I finished two walls of murals for my friends wedding. They are in an old house built in 1786. The house has been in the same family for all these years. That is quite rare. My friend, the owner of the house, gave me suggestions on what she wanted on her walls. But when one starts to paint, things just come out of your hand... ideas pop into your head and you paint them down... so I hope she is happy with it. It seems kind of bright for an old house. There was a famous painter, Rufus Porter, that did murals in the 1800s. His murals were a style all his own, whispy trees, block houses, folk style animals. One of the problems in recreating "reproduction murals" and many other reproductions like pottery, tin, painted furniture... is that the colors were bright when they were painted years ago. The people back then wanted to brighten up their belongings and surroundings. Now, 100 years or more later, the colors have faded and we modern people like that old faded look.

So what does an artist do? Do we use faded worn colors so our walls, furniture and pottery look old, or do we use bright colors with our new paints?

I am hoping my new mural will fade a little. The family will put fingerprints on the walls, Fenway the dog will shake mud on the walls, someone will scratch the paint when moving a table around. It will wear and blend in with the rest of the house eventually.
Someone asked me at the wedding what it was like living in an old house. I find it comforting. In my friends house and mine we know the names of all the people who lived here before us. We can imagine all the babies born in the house before hospitals and also all the people who died in the house. We can imagine conversations around the kitchen table, dogs sitting by the hearth. In my house, my grandparents were married by the mantel in the livingroom, and years later my grandfather died in that same room late one nite in his sleep. Twins were born in my bedroom. One died and one was cripped but lived to old age on Cape Cod. His sister wrote to me and told me how the house looked when she lived there.

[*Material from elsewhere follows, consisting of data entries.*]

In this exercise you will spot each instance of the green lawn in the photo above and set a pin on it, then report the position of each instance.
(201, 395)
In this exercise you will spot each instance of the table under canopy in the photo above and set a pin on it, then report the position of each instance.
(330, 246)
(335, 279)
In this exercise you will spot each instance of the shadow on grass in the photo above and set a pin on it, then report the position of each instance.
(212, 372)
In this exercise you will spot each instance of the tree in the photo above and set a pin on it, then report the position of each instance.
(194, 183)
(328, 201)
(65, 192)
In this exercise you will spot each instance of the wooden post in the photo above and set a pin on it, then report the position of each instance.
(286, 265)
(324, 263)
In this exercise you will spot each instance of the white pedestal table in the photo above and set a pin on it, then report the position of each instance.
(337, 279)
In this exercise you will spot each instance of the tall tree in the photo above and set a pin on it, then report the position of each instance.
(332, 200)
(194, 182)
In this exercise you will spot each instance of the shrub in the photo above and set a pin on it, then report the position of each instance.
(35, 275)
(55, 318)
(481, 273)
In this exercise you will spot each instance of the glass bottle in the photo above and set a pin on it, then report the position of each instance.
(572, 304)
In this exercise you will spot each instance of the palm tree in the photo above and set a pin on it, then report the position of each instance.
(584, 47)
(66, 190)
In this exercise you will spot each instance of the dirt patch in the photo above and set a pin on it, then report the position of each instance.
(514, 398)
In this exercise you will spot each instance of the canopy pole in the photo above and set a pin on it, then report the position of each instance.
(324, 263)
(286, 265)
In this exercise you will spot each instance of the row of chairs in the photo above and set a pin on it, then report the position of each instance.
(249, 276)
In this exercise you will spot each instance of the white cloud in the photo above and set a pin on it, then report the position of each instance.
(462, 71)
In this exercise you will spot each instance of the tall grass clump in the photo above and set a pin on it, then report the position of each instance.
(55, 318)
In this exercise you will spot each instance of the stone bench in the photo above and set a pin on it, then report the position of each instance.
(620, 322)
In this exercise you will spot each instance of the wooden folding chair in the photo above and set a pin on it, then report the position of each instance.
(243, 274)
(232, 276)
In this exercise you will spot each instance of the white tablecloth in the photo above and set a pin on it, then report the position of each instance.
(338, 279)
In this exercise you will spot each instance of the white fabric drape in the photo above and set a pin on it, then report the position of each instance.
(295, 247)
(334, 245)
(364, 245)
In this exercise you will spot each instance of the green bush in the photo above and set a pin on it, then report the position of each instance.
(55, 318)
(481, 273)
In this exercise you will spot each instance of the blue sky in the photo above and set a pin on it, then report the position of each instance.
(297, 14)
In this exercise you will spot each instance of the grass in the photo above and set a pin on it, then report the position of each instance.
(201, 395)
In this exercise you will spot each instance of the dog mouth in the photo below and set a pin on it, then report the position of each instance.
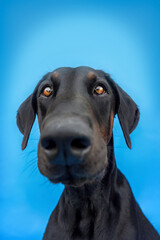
(69, 176)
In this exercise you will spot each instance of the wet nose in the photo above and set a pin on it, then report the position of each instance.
(66, 143)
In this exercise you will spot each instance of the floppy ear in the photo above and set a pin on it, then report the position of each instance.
(25, 119)
(127, 111)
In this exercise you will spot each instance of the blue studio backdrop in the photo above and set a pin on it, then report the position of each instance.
(120, 37)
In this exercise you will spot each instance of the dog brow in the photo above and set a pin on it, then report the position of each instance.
(91, 75)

My house was built by a family who had three girls. One girl died at age 19 of "consumption of the brain". My grandfather bought the house from her niece in 1927. There were another set of twins, Randolph and Winthrop Davis that rented the house for a few years around 1910. I have photos of them with their sheep "Peter Tumbledown". One photo showed the family purposely wearing silly hats holding buckets of blueberries they just picked. I like that, that the people here had a sense of family and humor. Our old houses are filled with sounds of the past as we continue to imprint ourselves into the house by painting murals, remodeling, restoring and living.
So anyway, the mural on the wall will continue soon, I have the stair wall, the big tree and a hall way upstairs to do too!